Penerapan Support Vector Machine untuk Analisis Sentimen Pengguna X terhadap IndiHome, Biznet, dan Starlink


  • Zhevin Alfian * Mail Universitas Islam Negeri Sultan Syarif Kasim Riau, Pekanbaru, Indonesia
  • M Afdal Universitas Islam Negeri Sultan Syarif Kasim Riau, Pekanbaru, Indonesia
  • Rice Novita Universitas Islam Negeri Sultan Syarif Kasim Riau, Pekanbaru, Indonesia
  • Zarnelly Zarnelly Universitas Islam Negeri Sultan Syarif Kasim Riau, Pekanbaru, Indonesia
  • (*) Corresponding Author
Keywords: Sentiment Analysis; Biznet; IndiHome; Random Oversampling; Starlink; Support Vector Machine; Text Mining; X

Abstract

This study aims to analyze user sentiment on the social media platform X toward three major internet service providers in Indonesia, IndiHome, Biznet, and Starlink. The analysis focuses on five key variables: internet speed, network stability, pricing and service packages, customer service quality, and coverage availability. A total of 4,500 data points were collected through data crawling, then processed using text mining techniques and the Support Vector Machine (SVM) algorithm, with data imbalance addressed through the Random Oversampling method.
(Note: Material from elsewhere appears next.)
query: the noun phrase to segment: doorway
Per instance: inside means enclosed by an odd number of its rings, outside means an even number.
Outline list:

Evaluation results show that IndiHome consistently demonstrated the best performance, achieving an accuracy of up to 90% in the customer service quality variable, and an overall average accuracy above 85% across all variables. Biznet generally ranked second, with accuracy ranging from 63% to 80%. Starlink placed lowest overall, although it still recorded competitive results, such as 82% accuracy in the internet speed variable. The application of Random Oversampling improved the model’s classification accuracy by an average of 6–12% compared to the non-oversampling model. This study offers strategic insights into public perception of internet services and can serve as a reference for improving service quality based on data-driven user feedback.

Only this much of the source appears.